Article Search Indexing

Search is a key mechanism that members of your community will use to locate content that they are interested in. You must install and configure search for your community. If you are having difficulty with using search, review how to Troubleshoot search errors.

Re-indexing

Community uses a powerful search engine to furnish search results for content and conversations within the community. The search instance is self-updating and will add and remove content as it changes on your site. The search results are trimmed based on the user's roles.
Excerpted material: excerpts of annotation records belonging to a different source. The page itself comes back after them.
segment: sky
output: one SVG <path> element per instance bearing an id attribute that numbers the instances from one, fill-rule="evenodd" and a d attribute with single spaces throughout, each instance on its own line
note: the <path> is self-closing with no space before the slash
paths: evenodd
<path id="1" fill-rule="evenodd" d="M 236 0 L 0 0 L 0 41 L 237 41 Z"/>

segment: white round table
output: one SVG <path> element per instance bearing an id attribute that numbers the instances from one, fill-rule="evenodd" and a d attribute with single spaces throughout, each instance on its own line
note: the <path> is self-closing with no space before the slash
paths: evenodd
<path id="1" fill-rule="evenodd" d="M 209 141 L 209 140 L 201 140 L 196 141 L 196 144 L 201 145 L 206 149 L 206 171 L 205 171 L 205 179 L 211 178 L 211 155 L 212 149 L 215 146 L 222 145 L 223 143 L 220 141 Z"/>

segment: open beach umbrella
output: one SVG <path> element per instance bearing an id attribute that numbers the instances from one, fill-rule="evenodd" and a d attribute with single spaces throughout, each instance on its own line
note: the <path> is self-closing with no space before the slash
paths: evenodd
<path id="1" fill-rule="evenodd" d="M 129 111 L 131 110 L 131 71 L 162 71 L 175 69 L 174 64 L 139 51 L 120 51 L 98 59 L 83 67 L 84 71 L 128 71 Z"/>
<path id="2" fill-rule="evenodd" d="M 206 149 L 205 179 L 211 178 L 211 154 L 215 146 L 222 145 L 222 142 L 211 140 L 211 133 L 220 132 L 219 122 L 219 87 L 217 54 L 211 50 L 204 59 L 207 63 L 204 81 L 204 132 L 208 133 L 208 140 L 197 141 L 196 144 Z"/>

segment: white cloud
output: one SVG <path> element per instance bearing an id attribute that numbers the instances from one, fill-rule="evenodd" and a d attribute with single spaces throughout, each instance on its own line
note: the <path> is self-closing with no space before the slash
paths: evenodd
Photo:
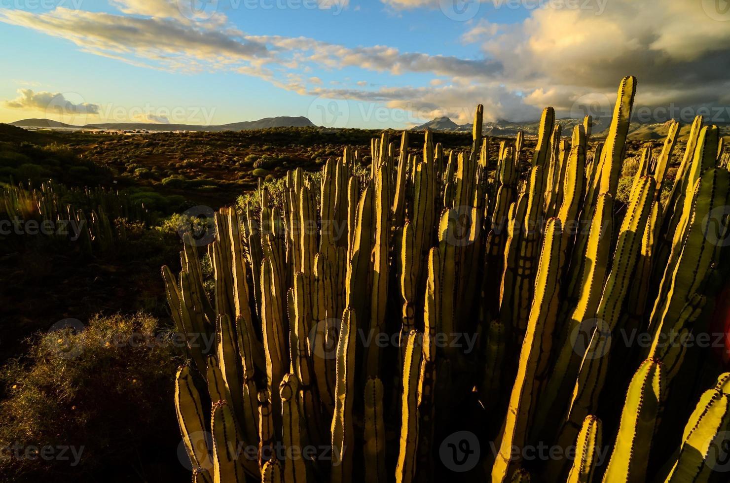
<path id="1" fill-rule="evenodd" d="M 331 8 L 347 4 L 332 1 Z M 383 1 L 402 9 L 439 7 L 437 0 Z M 461 112 L 480 102 L 488 118 L 514 120 L 535 116 L 545 105 L 565 115 L 585 96 L 602 95 L 612 104 L 619 80 L 628 74 L 639 80 L 637 99 L 642 105 L 730 102 L 725 68 L 730 64 L 730 23 L 709 17 L 699 2 L 611 0 L 599 15 L 596 9 L 542 8 L 515 24 L 465 23 L 461 40 L 480 45 L 477 58 L 252 36 L 218 12 L 201 13 L 201 21 L 193 21 L 181 15 L 177 0 L 112 2 L 126 15 L 60 7 L 41 13 L 4 9 L 0 21 L 134 65 L 182 72 L 229 70 L 302 95 L 442 111 L 460 120 Z M 350 68 L 378 73 L 377 84 L 389 87 L 365 90 L 365 81 L 356 82 L 362 89 L 321 87 L 346 85 L 330 73 Z M 423 74 L 418 82 L 428 85 L 399 85 L 397 76 L 407 72 Z"/>
<path id="2" fill-rule="evenodd" d="M 80 115 L 98 115 L 99 104 L 88 102 L 74 102 L 61 93 L 34 92 L 32 89 L 18 89 L 18 96 L 12 101 L 5 101 L 6 107 L 31 111 L 50 112 L 61 109 L 66 113 Z"/>

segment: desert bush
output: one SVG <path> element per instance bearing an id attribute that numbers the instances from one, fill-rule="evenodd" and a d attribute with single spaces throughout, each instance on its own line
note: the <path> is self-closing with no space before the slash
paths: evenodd
<path id="1" fill-rule="evenodd" d="M 38 334 L 27 357 L 0 369 L 3 481 L 77 481 L 97 468 L 139 468 L 156 445 L 170 443 L 161 431 L 176 425 L 169 334 L 143 314 L 96 317 L 79 328 Z M 69 447 L 75 452 L 61 454 Z"/>

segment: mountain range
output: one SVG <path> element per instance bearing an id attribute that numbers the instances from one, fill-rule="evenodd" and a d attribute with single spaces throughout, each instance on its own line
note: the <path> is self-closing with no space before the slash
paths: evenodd
<path id="1" fill-rule="evenodd" d="M 264 117 L 255 121 L 242 121 L 218 125 L 197 125 L 193 124 L 166 124 L 154 123 L 96 123 L 84 125 L 73 125 L 52 120 L 50 119 L 23 119 L 10 123 L 12 125 L 23 128 L 53 128 L 65 129 L 118 129 L 120 131 L 249 131 L 266 128 L 304 127 L 313 126 L 307 117 L 299 116 L 291 117 Z"/>
<path id="2" fill-rule="evenodd" d="M 576 124 L 582 122 L 580 119 L 564 117 L 556 119 L 556 124 L 563 126 L 563 136 L 570 136 Z M 593 118 L 593 134 L 601 136 L 611 123 L 609 117 Z M 50 119 L 23 119 L 10 123 L 10 125 L 23 128 L 50 128 L 65 129 L 118 129 L 120 131 L 248 131 L 253 129 L 264 129 L 266 128 L 283 127 L 304 127 L 315 126 L 308 118 L 303 116 L 296 117 L 280 116 L 277 117 L 264 117 L 255 121 L 243 121 L 221 124 L 218 125 L 197 125 L 191 124 L 164 124 L 153 123 L 97 123 L 85 125 L 72 125 Z M 482 125 L 482 134 L 494 136 L 514 136 L 522 131 L 526 136 L 537 136 L 539 130 L 539 120 L 513 122 L 504 119 L 496 121 L 485 122 Z M 730 135 L 730 125 L 722 124 L 720 126 L 721 136 Z M 449 117 L 436 117 L 428 123 L 411 128 L 411 131 L 424 131 L 429 129 L 434 131 L 469 133 L 472 131 L 472 125 L 457 124 Z M 669 123 L 639 123 L 632 121 L 629 134 L 634 139 L 650 141 L 664 139 L 669 133 Z M 683 123 L 680 130 L 680 139 L 689 135 L 690 125 Z"/>

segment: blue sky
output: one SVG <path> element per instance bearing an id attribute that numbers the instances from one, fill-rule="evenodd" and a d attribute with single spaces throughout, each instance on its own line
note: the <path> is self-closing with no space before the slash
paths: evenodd
<path id="1" fill-rule="evenodd" d="M 0 0 L 0 121 L 521 120 L 627 74 L 648 106 L 727 106 L 730 13 L 700 3 Z"/>

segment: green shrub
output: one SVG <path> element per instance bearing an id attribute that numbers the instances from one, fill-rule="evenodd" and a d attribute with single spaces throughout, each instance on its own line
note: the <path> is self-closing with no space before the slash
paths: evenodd
<path id="1" fill-rule="evenodd" d="M 176 426 L 173 340 L 142 314 L 31 339 L 23 361 L 0 369 L 3 481 L 78 481 L 96 468 L 150 464 L 145 455 Z M 42 457 L 47 449 L 53 457 Z"/>
<path id="2" fill-rule="evenodd" d="M 173 174 L 164 178 L 162 185 L 173 189 L 182 189 L 185 187 L 185 179 L 180 174 Z"/>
If for some reason the index becomes corrupt or has invalid data, you can manually delete and re-index the content on the site.

The primary reason for re-index your site would be if the search results are not the expected results or they have data that is not correct.

Reasons this may occur:

  • Corruption of current data when indexing the site
  • Requirement to update the version of the search components
  • Failure to synchronize permissions to the search index
  • Search indexing tasks fail to update the search index

Reset the index

There are two cores (indexes) within the Solr instance: "telligent-content" and "telligent-conversations". To delete one or both of the cores the following tasks need to be performed:

Delete the existing cores

  1. Stop the "Telligent Search" service using the Windows Services MMC.

  2. Navigate to the "telligent-content" core folder in the Solr home folder (ex. c:\Search\data\home\telligent-content\data\) and delete the "index" and "tlog" folders. 

  3. If also re-indexing conversations, navigate to the "telligent-conversations" core folder in the Solr home folder (ex. c:\Search\data\home\telligent-conversations\) and delete the "index" and "tlog" folders. 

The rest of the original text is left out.